In October of 2007, I joined Quality Food Center as my part-time job. When I started work, the management at Q.F.C. failed to tell me that I would be obligated to be a member of U.F.C.W. Local 21. Despite my dislike for unions, I originally put up with it because I needed money.
Every month Local 21 would take $22.50 out of my checks. Although my original wage was $8.25 an hour, I would have to work a lot more just so I could make minimum wage after union dues. I realized that a non-union worker earning minimum wage makes the full $8.07 an hour, required by the state of Washington; on the other hand, a Local 21 worker would have to work 125 hours per month just to average $8.07 an hour, after the union fee.
The results may equal minimum wage but the hours to reach that point are too substantial. Plus, Q.F.C. wouldn’t let me work more than 30 hours a week. On a monthly rate, I couldn’t work more than 120 hours.

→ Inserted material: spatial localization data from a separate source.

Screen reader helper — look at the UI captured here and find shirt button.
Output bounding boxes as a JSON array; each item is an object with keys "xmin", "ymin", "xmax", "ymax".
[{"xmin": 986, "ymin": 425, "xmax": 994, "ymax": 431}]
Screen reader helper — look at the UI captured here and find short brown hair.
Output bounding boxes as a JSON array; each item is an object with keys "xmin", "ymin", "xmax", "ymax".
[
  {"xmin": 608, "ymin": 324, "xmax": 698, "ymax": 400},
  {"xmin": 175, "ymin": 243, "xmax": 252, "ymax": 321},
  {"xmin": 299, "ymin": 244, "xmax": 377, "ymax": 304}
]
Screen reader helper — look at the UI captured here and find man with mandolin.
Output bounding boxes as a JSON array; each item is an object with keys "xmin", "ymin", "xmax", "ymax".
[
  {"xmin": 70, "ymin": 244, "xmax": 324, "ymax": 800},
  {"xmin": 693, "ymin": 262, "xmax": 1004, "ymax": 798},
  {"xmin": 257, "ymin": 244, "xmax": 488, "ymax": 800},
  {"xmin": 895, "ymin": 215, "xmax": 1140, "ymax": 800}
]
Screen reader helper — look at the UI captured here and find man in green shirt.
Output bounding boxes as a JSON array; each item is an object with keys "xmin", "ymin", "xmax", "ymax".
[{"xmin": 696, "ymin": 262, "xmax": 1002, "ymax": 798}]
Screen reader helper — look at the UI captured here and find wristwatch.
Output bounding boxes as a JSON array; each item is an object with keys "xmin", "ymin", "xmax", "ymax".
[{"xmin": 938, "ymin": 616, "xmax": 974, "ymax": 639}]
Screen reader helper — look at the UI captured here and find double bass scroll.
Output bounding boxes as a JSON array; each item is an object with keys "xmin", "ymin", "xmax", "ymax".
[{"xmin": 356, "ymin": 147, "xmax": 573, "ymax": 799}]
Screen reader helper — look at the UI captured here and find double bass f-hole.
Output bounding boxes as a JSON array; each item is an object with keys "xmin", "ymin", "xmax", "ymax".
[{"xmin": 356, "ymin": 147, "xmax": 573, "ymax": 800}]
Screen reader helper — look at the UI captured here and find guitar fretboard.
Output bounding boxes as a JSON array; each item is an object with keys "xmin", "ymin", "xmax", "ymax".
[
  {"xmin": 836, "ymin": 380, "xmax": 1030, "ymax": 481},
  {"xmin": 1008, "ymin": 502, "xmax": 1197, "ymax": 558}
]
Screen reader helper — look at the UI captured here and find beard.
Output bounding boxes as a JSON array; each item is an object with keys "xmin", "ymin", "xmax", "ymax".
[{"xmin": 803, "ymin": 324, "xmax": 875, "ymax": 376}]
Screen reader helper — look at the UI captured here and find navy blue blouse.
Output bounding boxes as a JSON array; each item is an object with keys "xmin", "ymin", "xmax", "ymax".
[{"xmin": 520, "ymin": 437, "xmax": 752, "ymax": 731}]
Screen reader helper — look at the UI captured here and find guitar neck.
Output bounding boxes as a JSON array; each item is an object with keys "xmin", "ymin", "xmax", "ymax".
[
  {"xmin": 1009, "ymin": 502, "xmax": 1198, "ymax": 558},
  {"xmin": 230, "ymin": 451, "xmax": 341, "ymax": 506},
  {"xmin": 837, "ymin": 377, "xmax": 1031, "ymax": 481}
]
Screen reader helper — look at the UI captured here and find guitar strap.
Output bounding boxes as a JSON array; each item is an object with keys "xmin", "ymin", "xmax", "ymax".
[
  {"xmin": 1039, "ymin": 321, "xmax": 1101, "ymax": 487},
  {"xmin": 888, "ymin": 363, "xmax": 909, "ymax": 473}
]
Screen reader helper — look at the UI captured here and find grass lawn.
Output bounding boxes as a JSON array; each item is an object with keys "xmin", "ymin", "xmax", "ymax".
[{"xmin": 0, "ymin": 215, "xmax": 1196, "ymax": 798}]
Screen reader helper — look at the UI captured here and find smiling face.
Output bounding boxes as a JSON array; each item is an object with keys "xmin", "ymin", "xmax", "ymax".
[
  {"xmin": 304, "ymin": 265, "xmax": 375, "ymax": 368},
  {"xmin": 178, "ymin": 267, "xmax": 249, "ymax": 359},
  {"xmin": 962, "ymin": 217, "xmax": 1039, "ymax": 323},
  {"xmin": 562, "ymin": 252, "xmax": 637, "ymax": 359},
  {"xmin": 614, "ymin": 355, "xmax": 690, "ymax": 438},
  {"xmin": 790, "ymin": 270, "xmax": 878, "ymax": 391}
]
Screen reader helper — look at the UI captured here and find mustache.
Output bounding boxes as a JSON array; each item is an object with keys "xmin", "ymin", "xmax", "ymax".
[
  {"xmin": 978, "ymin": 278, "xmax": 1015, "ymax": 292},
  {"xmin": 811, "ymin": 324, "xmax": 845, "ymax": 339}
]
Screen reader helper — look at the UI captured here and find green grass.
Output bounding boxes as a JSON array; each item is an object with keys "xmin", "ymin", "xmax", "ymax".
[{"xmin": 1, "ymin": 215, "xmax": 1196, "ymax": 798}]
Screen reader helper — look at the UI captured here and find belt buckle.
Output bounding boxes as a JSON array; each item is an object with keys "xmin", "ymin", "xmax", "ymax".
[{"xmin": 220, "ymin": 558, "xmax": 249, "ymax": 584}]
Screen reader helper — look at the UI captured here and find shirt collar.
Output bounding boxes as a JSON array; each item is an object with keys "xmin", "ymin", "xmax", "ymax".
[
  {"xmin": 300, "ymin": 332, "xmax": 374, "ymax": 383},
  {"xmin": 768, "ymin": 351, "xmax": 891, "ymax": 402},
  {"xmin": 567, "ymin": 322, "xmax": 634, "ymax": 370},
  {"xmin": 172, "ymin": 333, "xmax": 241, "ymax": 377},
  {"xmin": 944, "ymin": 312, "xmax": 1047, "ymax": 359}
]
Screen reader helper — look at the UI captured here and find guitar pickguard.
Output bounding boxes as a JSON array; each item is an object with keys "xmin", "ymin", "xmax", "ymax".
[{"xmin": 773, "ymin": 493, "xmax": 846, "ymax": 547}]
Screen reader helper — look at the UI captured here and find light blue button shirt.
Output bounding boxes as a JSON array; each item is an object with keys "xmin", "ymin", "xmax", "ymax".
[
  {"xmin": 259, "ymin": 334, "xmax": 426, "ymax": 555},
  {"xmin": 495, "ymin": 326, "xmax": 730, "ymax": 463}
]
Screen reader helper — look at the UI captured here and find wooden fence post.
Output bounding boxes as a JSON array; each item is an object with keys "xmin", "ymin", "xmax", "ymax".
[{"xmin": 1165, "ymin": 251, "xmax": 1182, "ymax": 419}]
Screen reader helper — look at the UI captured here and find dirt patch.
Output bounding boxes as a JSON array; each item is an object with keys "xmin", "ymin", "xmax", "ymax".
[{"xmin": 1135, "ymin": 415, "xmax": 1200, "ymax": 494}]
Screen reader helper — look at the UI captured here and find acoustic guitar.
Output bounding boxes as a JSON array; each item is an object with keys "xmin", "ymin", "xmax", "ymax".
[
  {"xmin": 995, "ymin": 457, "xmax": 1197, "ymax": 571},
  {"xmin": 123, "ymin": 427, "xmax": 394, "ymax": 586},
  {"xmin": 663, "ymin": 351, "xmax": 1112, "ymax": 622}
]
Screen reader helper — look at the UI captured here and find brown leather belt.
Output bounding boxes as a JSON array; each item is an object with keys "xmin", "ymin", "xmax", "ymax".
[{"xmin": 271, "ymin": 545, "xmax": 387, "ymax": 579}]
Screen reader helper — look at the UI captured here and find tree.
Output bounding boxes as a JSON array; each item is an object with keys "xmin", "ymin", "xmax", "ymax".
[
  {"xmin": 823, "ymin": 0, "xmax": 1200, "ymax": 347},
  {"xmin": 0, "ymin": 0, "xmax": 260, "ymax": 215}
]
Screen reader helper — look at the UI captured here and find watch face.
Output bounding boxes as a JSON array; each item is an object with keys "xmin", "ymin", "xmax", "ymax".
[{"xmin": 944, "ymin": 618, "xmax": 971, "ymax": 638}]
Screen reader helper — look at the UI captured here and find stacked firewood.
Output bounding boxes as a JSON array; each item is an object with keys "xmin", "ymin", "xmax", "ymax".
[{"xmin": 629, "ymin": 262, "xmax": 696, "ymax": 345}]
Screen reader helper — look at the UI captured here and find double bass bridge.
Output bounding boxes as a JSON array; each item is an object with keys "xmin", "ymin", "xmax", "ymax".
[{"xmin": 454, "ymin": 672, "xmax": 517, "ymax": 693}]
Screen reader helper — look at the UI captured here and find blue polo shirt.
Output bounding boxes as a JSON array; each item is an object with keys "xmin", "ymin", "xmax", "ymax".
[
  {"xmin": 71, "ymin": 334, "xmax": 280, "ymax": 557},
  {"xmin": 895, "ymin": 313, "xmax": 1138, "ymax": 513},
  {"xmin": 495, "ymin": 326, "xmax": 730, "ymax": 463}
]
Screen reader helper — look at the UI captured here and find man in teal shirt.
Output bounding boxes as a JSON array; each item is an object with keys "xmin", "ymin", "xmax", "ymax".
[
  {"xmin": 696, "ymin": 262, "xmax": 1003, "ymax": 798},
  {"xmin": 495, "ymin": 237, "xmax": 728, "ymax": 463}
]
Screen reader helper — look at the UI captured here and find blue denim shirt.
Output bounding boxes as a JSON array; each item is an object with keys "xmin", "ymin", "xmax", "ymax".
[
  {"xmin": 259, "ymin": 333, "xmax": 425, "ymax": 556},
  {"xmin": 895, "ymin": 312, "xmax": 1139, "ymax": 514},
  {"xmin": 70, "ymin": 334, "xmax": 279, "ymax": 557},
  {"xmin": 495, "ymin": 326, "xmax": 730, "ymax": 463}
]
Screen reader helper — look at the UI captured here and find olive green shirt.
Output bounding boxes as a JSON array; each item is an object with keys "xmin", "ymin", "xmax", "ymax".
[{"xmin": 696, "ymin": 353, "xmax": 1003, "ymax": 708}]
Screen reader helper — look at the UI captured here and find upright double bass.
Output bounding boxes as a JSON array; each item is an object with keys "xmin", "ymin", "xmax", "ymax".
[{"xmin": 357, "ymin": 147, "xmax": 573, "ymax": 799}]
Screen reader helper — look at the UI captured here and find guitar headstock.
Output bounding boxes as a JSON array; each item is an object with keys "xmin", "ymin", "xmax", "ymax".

If I had a maximum schedule, I would still be short five hours of making minimum wage. Therefore, as a Q.F.C. employee, it was impossible to make minimum wage. During my union days, Local 21 took two “initiation” fees ($75 apiece) from two of my checks. After one had been deducted the $75, my hourly wage amount added up to $3.67 per hour; and after my other check had been decreased from the “initiation” fee my hourly wage was a meek $0.17 per hour. I eventually quit my job; the reason was 100 percent Local 21.